10.1101/2021.09.23.461578 ◽

2021 ◽

Author(s):

Arun Prakash ◽

Mickael Bonnet ◽

Katy M. Monteith ◽

Pedro F. Vale

Keyword(s):

Bacterial Infection ◽

Tissue Damage ◽

Viral Infections ◽

Systemic Infection ◽

Negative Regulator ◽

Sexually Dimorphic ◽

Disease Tolerance ◽

Males And Females ◽

Systemic Bacterial Infection ◽

Stat Pathway

Disease tolerance describes a hosts ability to maintain health independently of the ability to clear microbe loads. However, we currently know little about the mechanisms that underlie disease tolerance or how known mechanisms of tissue damage signalling and repair may contribute to variation in tolerance. The Jak/Stat pathway plays a pivotal role in Drosophila humoral innate immunity, signalling tissue damage and triggering cellular renewal, making it a potential mechanism underlying the disease tolerance phenotype. Here, we show that disrupting the Jak/Stat pathway in Drosophila melanogaster alters disease tolerance during Pseudomonas entomophila systemic infection. Overall, flies with disrupted Jak/Stat show variation in survival that is not explained by variation in pathogen loads. For instance, mutations disrupting the function of ROS producing dual oxidase (duox) or the negative regulator of Jak/Stat, Socs36E render males less tolerant to systemic bacterial infection but not females.
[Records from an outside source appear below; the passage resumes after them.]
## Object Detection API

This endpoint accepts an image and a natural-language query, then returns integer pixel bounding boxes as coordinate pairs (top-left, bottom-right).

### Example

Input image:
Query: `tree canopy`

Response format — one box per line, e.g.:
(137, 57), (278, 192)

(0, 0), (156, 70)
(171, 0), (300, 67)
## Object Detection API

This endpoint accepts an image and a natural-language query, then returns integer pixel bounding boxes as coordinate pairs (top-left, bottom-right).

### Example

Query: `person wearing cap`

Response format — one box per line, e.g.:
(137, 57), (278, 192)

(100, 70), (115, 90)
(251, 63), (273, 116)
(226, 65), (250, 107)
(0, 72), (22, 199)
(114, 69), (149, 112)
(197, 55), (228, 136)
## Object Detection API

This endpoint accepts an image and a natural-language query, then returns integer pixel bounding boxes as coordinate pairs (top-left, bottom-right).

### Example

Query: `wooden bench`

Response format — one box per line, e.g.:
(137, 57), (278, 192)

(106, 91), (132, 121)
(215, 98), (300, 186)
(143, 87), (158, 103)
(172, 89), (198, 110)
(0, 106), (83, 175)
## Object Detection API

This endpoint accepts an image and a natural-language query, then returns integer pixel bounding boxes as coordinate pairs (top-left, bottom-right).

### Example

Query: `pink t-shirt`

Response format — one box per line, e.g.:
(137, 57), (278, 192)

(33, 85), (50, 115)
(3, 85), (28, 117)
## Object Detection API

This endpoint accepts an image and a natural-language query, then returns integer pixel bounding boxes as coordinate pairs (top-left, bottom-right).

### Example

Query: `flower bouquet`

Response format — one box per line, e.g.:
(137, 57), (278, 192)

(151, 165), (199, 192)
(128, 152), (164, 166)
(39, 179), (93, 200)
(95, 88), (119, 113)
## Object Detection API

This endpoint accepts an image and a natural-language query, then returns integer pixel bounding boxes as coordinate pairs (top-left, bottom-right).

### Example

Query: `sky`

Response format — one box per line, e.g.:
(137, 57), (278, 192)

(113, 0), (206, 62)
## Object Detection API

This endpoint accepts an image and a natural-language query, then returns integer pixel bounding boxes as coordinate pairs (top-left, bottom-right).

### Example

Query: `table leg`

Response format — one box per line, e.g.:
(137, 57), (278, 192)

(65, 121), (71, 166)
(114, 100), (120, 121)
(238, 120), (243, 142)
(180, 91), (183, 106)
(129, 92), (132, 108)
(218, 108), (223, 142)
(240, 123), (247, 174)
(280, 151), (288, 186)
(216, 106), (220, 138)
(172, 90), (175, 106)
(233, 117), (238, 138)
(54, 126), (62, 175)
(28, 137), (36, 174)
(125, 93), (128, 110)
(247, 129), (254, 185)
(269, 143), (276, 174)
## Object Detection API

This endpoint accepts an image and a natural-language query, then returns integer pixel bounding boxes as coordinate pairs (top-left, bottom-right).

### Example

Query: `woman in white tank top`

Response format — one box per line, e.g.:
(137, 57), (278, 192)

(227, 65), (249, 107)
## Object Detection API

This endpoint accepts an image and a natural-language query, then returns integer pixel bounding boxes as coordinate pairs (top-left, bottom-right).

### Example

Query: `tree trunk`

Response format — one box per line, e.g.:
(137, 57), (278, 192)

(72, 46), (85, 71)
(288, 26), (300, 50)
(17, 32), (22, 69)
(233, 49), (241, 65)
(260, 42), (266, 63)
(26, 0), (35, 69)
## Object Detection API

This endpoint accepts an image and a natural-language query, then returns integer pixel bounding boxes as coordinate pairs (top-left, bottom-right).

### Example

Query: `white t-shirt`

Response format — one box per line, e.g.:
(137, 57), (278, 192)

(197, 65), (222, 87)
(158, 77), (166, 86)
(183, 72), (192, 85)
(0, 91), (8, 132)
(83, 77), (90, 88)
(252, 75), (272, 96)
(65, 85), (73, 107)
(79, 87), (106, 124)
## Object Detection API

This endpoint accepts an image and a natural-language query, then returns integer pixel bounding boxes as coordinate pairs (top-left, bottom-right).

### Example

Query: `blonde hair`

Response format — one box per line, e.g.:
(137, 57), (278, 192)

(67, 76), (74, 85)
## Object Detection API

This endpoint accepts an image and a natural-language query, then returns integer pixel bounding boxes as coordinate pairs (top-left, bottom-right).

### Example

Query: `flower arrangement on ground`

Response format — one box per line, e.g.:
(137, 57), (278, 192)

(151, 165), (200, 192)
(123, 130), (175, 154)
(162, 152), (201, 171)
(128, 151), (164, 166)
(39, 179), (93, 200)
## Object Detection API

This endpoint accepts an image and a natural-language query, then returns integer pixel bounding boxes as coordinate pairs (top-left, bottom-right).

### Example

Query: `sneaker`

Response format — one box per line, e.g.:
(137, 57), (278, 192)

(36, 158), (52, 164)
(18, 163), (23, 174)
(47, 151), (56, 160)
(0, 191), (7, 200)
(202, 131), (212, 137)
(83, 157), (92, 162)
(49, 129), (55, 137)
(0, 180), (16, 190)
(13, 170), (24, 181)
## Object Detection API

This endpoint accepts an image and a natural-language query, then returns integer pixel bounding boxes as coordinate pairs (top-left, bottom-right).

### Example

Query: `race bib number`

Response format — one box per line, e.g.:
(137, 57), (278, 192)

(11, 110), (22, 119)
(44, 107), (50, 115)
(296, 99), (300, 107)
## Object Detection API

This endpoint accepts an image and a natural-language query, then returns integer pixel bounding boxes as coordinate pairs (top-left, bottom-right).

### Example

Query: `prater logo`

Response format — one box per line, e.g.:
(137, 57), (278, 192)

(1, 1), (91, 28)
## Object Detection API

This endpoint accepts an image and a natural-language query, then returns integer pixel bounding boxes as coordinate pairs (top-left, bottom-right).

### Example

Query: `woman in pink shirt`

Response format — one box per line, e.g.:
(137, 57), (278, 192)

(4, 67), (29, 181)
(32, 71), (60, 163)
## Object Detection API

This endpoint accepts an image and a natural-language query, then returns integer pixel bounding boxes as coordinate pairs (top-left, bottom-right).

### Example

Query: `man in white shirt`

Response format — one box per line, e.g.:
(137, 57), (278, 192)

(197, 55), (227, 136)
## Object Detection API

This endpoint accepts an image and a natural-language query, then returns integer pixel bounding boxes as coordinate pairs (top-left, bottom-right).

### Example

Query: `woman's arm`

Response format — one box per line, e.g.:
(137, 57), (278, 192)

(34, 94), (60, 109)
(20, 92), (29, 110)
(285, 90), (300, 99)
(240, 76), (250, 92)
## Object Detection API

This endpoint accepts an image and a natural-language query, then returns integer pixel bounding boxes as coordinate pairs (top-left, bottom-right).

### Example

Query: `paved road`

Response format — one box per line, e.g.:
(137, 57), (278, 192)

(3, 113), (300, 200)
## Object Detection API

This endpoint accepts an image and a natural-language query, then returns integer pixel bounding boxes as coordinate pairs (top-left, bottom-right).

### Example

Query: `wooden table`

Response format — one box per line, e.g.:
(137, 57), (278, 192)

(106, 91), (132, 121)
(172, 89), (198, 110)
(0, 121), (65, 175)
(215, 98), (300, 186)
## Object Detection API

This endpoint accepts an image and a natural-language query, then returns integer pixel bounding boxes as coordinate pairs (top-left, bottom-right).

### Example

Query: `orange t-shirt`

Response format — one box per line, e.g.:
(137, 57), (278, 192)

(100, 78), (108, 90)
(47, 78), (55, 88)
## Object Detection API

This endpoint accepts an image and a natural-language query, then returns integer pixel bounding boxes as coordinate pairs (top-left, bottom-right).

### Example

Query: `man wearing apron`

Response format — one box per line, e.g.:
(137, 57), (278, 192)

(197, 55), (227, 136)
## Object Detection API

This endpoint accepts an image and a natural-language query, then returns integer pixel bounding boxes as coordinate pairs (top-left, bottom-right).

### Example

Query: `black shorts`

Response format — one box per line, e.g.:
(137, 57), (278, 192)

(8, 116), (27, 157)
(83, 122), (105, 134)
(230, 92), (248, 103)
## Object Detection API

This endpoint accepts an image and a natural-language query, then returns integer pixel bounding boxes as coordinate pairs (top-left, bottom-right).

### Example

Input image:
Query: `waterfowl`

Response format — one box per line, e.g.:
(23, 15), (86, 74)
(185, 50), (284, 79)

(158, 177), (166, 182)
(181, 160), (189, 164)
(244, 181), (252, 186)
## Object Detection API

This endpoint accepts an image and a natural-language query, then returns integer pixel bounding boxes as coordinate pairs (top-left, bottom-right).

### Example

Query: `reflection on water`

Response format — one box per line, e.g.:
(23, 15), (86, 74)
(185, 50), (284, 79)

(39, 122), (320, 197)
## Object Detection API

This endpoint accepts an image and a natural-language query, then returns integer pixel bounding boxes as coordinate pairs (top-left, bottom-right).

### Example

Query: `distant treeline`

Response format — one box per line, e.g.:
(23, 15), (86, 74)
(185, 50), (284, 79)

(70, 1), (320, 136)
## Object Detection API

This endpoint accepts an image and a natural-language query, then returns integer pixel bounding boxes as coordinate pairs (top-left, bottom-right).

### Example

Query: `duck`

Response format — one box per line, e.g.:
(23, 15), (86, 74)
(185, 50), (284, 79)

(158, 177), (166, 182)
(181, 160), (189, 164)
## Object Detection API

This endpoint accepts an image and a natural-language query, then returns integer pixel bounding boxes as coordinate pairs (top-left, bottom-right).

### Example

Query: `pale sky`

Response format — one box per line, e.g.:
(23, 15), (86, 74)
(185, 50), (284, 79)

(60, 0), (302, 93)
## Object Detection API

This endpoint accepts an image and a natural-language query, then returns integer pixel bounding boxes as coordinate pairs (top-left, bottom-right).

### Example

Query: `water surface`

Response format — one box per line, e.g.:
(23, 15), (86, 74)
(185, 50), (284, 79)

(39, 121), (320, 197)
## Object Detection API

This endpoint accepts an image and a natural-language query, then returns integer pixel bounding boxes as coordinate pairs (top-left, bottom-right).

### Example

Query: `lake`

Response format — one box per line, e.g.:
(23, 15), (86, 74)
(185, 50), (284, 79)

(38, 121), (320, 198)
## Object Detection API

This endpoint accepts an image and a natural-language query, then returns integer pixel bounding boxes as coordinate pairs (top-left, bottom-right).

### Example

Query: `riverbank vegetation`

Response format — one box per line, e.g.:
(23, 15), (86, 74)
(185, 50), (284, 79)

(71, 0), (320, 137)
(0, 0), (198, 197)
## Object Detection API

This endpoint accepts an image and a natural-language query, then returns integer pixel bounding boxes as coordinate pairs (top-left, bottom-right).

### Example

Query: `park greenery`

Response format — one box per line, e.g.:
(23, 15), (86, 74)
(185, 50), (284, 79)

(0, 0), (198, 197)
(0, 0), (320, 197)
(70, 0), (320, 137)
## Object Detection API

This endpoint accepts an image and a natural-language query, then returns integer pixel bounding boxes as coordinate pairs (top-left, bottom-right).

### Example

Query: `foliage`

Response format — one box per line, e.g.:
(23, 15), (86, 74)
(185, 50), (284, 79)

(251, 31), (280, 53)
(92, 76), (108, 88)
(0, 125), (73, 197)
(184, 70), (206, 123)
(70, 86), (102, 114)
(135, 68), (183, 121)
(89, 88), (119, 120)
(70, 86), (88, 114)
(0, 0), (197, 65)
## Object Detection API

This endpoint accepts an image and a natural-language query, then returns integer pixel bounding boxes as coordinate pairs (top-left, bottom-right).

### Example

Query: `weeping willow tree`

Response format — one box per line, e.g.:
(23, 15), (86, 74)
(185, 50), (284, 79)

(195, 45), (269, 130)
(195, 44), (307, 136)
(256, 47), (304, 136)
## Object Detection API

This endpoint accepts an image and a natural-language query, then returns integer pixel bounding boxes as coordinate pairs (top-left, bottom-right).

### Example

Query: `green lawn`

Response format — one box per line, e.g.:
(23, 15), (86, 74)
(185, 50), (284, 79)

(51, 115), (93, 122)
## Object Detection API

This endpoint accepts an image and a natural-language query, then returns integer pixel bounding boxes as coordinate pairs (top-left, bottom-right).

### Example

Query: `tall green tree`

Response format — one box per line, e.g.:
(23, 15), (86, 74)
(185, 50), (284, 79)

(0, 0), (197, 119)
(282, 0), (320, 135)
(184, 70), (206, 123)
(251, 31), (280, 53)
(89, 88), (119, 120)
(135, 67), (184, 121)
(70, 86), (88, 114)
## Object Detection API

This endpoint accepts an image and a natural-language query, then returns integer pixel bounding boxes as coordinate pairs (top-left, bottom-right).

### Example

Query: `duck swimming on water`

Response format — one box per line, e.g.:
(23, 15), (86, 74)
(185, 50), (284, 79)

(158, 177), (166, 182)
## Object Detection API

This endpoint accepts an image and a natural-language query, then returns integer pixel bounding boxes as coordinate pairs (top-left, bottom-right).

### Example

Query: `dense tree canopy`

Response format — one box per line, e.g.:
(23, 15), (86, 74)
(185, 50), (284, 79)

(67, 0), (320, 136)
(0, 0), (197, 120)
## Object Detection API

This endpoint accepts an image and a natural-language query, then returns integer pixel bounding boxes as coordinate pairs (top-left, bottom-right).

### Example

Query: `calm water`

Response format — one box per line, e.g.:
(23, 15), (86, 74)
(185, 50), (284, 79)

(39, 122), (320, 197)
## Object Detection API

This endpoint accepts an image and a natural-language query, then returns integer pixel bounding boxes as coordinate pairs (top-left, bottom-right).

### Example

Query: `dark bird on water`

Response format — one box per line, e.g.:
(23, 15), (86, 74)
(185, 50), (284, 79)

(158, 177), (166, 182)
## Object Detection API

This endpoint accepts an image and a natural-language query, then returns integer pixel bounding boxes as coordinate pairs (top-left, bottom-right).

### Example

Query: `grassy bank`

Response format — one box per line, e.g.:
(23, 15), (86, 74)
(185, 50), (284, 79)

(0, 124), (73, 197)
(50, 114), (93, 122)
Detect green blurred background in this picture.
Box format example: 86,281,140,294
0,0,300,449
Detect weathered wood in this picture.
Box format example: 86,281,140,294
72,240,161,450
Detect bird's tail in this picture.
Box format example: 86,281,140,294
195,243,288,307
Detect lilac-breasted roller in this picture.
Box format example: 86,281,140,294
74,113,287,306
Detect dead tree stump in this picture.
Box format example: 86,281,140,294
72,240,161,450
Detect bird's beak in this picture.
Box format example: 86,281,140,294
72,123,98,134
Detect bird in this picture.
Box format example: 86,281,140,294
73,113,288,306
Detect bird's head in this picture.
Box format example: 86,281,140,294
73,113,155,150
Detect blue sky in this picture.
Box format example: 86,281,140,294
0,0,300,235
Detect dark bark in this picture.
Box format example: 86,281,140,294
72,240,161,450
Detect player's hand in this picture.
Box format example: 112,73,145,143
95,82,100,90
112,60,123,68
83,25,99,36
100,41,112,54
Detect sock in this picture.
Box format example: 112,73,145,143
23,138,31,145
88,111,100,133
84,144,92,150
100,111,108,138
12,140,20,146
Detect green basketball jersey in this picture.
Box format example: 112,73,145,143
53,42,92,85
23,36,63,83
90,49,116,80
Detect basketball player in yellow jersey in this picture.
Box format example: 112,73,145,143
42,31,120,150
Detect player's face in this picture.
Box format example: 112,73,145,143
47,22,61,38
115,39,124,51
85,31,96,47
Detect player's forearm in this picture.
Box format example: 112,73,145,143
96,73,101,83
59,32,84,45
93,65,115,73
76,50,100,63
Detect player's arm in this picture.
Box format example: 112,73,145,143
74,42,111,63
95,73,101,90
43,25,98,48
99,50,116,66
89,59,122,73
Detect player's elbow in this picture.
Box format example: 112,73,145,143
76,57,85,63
We also investigated whether the negative regulator of Jak/Stat, G9a which has previously been associated with tolerance of viral infections is also implicated in tolerance of bacterial infection. While female flies lacking G9a showed higher mortality and reduced bacterial clearance, disease tolerance did not differ between G9a mutants and the wildtype. This suggests that G9a does not affect tolerance during systemic bacterial infection as it appears to do with viral infection. Overall, our findings highlight that Jak/Stat signalling mediates disease tolerance during systemic bacterial infection and that this response differs between males and females. Our work therefore suggests that differences in Jak/Stat mediated disease tolerance may be a potential source of sexually dimorphic response to infection in Drosophila.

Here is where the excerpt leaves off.